Bernstein senior analyst Adam Parker argues that pharma stocks are more attractively valued as the sector’s price-to-forward earnings (p/e) is near a historical low compared to the p/e for staples. Furthermore, pharmaceutical stocks are, at the moment, on a slightly lower beta value than consumer staples, making them a better defence against a pullback in the market. For example, GlaxoSmithKline currently has a beta of 0.37 and AstraZeneca is on 0.35. In comparison, Unilever has a beta of 0.39 and Premier Foods is on 1.22. If a stock’s beta is below one, then it will fluctuate less than the market.

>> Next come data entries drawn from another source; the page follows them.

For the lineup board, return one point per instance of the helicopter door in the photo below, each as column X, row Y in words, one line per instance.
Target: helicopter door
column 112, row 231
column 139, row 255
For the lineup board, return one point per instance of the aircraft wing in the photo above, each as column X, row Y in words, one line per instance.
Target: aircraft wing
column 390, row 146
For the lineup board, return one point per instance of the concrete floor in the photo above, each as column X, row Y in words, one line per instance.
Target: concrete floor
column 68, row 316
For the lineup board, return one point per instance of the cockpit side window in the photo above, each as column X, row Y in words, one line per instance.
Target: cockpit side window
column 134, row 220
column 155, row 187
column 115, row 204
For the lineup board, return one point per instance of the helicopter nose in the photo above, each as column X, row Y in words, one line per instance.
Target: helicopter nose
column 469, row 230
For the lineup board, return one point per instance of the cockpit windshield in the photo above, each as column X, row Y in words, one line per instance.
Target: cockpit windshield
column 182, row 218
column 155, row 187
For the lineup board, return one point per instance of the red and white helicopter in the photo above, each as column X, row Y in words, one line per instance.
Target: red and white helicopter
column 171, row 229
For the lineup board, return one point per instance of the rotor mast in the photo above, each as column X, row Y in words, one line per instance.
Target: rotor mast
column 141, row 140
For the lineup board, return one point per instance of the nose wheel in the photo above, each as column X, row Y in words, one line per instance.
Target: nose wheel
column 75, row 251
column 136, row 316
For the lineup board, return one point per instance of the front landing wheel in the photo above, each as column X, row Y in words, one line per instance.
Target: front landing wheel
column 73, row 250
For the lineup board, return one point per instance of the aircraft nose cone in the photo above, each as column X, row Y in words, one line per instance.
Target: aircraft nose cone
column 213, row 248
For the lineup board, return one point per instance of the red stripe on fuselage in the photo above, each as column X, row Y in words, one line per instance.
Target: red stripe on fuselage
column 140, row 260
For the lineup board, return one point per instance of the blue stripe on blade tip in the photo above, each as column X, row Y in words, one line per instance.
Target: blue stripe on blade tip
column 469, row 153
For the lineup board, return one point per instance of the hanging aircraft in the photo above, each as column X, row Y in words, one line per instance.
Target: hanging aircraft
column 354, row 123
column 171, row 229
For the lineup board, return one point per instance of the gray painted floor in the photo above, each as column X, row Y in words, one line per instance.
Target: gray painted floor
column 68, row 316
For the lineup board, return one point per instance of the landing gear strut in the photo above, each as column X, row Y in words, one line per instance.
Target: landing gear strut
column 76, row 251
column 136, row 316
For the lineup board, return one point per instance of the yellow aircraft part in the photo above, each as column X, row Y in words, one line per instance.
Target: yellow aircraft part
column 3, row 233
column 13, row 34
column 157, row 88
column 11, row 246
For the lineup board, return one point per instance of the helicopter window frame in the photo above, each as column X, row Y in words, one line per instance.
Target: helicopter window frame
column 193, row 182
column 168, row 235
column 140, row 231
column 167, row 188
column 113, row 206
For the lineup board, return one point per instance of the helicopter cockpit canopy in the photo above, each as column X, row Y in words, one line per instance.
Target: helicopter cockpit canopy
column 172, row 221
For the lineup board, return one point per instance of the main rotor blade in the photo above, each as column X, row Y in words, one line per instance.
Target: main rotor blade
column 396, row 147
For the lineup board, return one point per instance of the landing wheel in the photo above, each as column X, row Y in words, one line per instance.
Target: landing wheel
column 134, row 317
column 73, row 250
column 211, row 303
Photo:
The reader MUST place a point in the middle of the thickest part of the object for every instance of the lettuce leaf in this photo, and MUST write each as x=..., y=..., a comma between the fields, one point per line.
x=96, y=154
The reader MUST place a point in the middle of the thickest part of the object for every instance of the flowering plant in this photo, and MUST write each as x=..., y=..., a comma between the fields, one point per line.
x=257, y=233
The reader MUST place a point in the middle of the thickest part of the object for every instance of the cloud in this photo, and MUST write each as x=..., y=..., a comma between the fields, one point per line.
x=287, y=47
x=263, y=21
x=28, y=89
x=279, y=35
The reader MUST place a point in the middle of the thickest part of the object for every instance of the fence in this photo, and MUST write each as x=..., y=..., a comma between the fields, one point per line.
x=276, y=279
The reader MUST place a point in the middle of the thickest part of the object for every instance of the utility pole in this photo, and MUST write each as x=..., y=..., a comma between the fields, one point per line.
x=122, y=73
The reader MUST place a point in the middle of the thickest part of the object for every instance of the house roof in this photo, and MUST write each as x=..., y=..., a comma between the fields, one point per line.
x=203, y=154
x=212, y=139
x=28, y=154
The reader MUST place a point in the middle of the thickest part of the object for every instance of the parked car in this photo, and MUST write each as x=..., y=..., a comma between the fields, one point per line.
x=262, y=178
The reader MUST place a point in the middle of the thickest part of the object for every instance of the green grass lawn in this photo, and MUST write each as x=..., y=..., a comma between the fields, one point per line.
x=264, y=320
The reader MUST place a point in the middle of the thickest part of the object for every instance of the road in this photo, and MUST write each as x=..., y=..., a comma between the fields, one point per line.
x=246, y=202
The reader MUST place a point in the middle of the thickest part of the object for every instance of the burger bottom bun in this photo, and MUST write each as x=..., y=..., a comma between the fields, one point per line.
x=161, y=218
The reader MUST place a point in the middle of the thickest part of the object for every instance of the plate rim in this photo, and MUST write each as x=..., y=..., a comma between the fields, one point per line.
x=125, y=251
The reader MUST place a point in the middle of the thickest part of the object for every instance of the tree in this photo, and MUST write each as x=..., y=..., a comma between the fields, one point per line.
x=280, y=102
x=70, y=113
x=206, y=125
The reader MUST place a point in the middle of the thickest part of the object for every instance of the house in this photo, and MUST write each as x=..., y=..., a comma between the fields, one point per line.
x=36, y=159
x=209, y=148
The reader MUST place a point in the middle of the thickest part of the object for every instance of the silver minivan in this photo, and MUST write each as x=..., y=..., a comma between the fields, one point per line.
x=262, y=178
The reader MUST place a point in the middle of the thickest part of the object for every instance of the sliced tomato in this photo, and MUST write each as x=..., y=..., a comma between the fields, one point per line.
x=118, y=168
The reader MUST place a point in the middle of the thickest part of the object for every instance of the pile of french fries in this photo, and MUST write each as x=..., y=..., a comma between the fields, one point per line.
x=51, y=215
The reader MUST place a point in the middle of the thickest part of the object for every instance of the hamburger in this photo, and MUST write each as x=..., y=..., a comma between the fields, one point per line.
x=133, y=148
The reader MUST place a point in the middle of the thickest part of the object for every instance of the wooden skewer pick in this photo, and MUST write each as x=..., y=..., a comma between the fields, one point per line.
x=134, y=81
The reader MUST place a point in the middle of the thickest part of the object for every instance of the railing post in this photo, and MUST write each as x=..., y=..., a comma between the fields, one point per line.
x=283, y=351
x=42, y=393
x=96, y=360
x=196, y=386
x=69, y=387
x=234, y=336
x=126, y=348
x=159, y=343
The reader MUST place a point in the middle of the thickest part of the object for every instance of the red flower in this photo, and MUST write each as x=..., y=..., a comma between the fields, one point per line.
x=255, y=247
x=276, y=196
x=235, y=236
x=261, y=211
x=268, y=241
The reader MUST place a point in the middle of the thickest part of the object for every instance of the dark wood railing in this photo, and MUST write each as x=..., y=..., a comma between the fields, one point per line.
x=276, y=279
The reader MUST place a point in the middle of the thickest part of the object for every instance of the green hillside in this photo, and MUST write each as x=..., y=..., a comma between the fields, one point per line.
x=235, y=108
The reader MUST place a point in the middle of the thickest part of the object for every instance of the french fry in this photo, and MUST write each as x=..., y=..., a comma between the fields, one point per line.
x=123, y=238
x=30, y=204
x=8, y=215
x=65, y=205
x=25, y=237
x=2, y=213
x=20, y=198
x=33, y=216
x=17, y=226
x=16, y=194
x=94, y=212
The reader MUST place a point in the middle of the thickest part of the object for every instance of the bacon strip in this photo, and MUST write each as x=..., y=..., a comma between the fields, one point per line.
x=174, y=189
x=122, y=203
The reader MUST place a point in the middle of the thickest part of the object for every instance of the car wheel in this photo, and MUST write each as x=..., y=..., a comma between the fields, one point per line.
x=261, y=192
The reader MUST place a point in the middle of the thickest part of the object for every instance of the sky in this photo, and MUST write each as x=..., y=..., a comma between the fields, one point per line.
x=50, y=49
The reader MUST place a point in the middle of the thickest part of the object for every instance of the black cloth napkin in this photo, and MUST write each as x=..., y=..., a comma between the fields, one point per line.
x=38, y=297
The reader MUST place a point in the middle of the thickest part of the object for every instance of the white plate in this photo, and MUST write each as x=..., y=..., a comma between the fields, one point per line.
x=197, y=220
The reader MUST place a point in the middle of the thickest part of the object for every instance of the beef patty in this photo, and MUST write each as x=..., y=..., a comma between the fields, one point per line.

Parker also thinks that pharma companies are more likely to achieve their forecasts than staples. And particularly important in the wake of last year’s financial crisis is balance sheet strength.

Parker says: “While both pharmaceuticals and consumer staples exhibit above average balance sheets, pharma companies generally have less debt and more cash.”

When it comes to adding defensives, you should look for stocks that provide a constant dividend and stable earnings in spite of the wider market. The low beta of the healthcare sector, and the expectations that its companies will achieve their estimates, make them a good defensive play.